Earth Science Community Testbeds: Landscape & Collaboration
An Earth science Testbed can be a platform for conducting evaluation, verification, validation and integration of data and science technologies, capabilities and services. Many organizations have developed or are developing testbeds. This session will feature a combination of presentations and discussions led by various Earth science testbed developers. The session is designed to inform the ESIP community the current testbed landscape and progress, as well as promote potential collaborations among these testbed activities.
- EarthCube Integration and Test Envrionment (ECITE) - Law/Keiser
- Earth Science data access and analytics in OGC Testbeds - Percivall
- NSF XSEDE/Jetstream - Pierce/Fischer
First Presentation: EarthCube
Key to note not an overview of EarthCube:
There are a lot of possible projects and synergies with ESIP.
Overall, seems as though EarthCube is still early on in its process, and is still determining what it really wants to “get” out of it.
- Is it capturing information from projects?
- Is it demonstrating the integration of information between projects?
- Perhaps both?
There are working groups, and they are building use cases. Use cases = what’s important for EarthCube
Still early on -- but there is flexibility and a lot of potential overlap, and ability to sign on to participate.
Especially lots of discussion to have with ESIP - synergies of resources and ideas of valuation approaches.
EarthCube Update Summary:
ECITE prototyping on schedule
Initial use cases in the pipeline
But the bottom line is: Let’s not reinvent the wheel here - let's collaborate / share
QUESTIONS / DISCUSSION:
EarthCube could take advantage of ESIP Testbed
ESIP could take advantage of EarthCube platform
Real Needs: The glue that connects projects together… everything is distributed and not everyone will use the same computational resources.
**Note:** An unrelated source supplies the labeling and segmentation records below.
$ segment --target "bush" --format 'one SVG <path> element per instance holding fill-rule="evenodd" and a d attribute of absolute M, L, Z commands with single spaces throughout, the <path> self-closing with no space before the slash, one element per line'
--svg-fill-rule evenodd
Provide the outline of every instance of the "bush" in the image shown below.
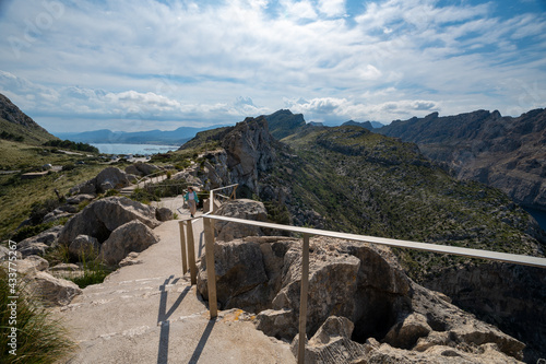
<path fill-rule="evenodd" d="M 13 287 L 17 298 L 12 298 Z M 12 315 L 13 303 L 16 305 L 16 315 Z M 9 347 L 12 339 L 8 336 L 13 332 L 12 328 L 16 329 L 16 355 L 10 353 L 12 348 Z M 39 306 L 37 297 L 26 294 L 22 284 L 10 285 L 9 274 L 1 267 L 0 332 L 0 362 L 4 364 L 57 363 L 75 348 L 62 322 Z"/>

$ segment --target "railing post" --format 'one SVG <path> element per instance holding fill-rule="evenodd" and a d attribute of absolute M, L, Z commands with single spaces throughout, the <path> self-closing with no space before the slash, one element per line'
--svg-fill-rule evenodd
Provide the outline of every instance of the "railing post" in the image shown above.
<path fill-rule="evenodd" d="M 212 190 L 212 189 L 211 189 L 211 197 L 209 197 L 209 201 L 210 201 L 210 202 L 209 202 L 209 204 L 210 204 L 210 207 L 209 207 L 209 208 L 210 208 L 210 209 L 209 209 L 209 211 L 211 211 L 211 213 L 214 213 L 214 212 L 213 212 L 213 209 L 214 209 L 214 192 L 213 192 L 213 190 Z"/>
<path fill-rule="evenodd" d="M 190 277 L 191 284 L 198 283 L 198 270 L 195 267 L 195 245 L 193 240 L 193 225 L 192 220 L 188 221 L 188 225 L 186 226 L 186 234 L 188 240 L 188 263 L 190 266 Z"/>
<path fill-rule="evenodd" d="M 218 316 L 216 302 L 216 269 L 214 267 L 214 221 L 203 216 L 205 235 L 205 259 L 206 259 L 206 279 L 209 289 L 209 309 L 211 319 Z"/>
<path fill-rule="evenodd" d="M 309 234 L 304 234 L 304 245 L 301 246 L 301 292 L 299 298 L 298 364 L 304 364 L 306 356 L 308 287 L 309 287 Z"/>
<path fill-rule="evenodd" d="M 185 221 L 178 222 L 178 227 L 180 228 L 180 250 L 182 251 L 182 275 L 188 271 L 188 265 L 186 263 L 186 237 L 183 236 L 185 223 Z"/>

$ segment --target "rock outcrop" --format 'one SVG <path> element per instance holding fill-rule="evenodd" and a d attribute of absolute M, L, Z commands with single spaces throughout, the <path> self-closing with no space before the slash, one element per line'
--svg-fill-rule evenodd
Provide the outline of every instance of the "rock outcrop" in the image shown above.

But EarthCube could help with integration and interoperability
- TECHNICALLY? ie: how things plug into each other… OR knowledge?
- Will EarthCube provide either the technical ability or simply the knowledge and sharing… or both? -- Unclear! What does EC really want to get out of this?
What about cyber security?
- Has not been expressed as a big need. They do address it, but not perhaps to the level? Particularly dealing with commercial cloud. Data is not sensitive but...
Second Presentation: Earth Science Data Access and Analytics: OGC (Open Geospatial Consortium) Testbeds
OGC is a partner of ESIP
- global forum to advance geospatial information
- innovation through prototyping
- interoperability program
- advancement of technology “maturation levels”
Testbed 11 - had four groups (One of which was CDI… which is the focus for this talk, though there are other threads)
- Climate Data Initiative -- bring and increase the interoperability of climate data
Urban Climate Resilience with Coastal Inundation: Climate and Human Security
- Sea level rise is hard to deny - people take this seriously, so it’s relatively easy to focus on
- Climate models are complicated. How to give information to first responders in real time. This was to simplifiy and put some knobs on complicated models
Goal is to connect science with first responders.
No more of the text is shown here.